The allegation, in Petitt's words, is that United let both pilots go so as to appearing to be being "serious" about safety at a time when it was under a lot of regulatory pressure. The captain assumes the role of accountability, the captain's first officer is sucked up in the fray and the airline proves to the FAA that it reacts quickly to safety concerns, even if that means the captain who actually called the concern to the attention of the FAA is removed.

The FAA's follow-up audit report found no pattern of safety issues at United. The Denver hearing may clarify that, at least in part, if terminations affected the outcome or if they were merely a coincidence of timing.

Image Credit to shutterstock.com 

The Bottom Line

This case is far from limited to the parties that are named; it is a case study about the question of whether a voluntary safety reporting system in commercial aviation is protective or conditionally protective, being protected when it suits the interests of the organization and being withdrawn when it doesn't.
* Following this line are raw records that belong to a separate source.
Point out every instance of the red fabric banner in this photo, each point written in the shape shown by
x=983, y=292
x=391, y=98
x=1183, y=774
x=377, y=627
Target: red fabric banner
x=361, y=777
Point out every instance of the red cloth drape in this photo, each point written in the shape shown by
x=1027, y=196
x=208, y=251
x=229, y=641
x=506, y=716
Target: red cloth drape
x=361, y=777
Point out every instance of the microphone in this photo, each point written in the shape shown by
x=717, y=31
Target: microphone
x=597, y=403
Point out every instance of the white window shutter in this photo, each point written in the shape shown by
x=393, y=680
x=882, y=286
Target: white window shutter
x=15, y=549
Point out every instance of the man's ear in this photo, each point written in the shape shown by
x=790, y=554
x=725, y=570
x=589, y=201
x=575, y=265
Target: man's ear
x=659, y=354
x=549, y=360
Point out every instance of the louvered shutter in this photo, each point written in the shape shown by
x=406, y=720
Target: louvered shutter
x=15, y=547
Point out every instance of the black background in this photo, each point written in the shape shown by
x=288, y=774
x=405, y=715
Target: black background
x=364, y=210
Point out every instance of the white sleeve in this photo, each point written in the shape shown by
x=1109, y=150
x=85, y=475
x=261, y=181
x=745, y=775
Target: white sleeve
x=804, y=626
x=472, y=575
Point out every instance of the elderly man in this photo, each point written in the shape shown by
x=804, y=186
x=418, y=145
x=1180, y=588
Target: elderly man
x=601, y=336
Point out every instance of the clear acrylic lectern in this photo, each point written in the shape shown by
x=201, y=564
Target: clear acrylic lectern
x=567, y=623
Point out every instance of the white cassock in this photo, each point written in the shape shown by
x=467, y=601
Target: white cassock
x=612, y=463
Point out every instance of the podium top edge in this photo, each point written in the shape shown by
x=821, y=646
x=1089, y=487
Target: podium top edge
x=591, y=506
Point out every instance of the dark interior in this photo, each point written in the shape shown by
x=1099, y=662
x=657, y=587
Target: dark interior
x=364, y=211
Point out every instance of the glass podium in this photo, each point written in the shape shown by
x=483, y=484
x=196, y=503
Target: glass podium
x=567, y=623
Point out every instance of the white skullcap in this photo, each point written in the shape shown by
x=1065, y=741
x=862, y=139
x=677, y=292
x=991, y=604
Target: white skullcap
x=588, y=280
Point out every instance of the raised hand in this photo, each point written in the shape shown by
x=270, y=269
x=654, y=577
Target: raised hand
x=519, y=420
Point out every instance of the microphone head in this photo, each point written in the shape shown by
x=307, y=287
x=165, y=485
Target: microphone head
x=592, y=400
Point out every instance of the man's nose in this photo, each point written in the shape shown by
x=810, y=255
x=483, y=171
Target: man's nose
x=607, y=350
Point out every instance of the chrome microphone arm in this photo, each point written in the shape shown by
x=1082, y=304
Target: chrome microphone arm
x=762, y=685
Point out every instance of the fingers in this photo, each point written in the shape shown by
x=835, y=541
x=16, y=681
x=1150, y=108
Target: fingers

The whole idea of safety reporting programs is that they are supposed to bring up problems, so if pilots learn from this situation that reporting to the FAA can lead to their termination, then the long-term effect will be a culture of silence on problems that these programs are supposed to highlight. This is not a theoretical risk, it's a pattern that has been documented in industries where over time safety culture deteriorates if this is not rewarded by punishment.

The Denver hearing is about questions that are important to the public, but not so much because it has a definitive answer, but because it has to do with accountability, union representation and the integrity of voluntary safety programs that the aviation industry as a whole has a stake in getting right. A captain who says there's an incident that's unsafe should not be the one whose career is ruined.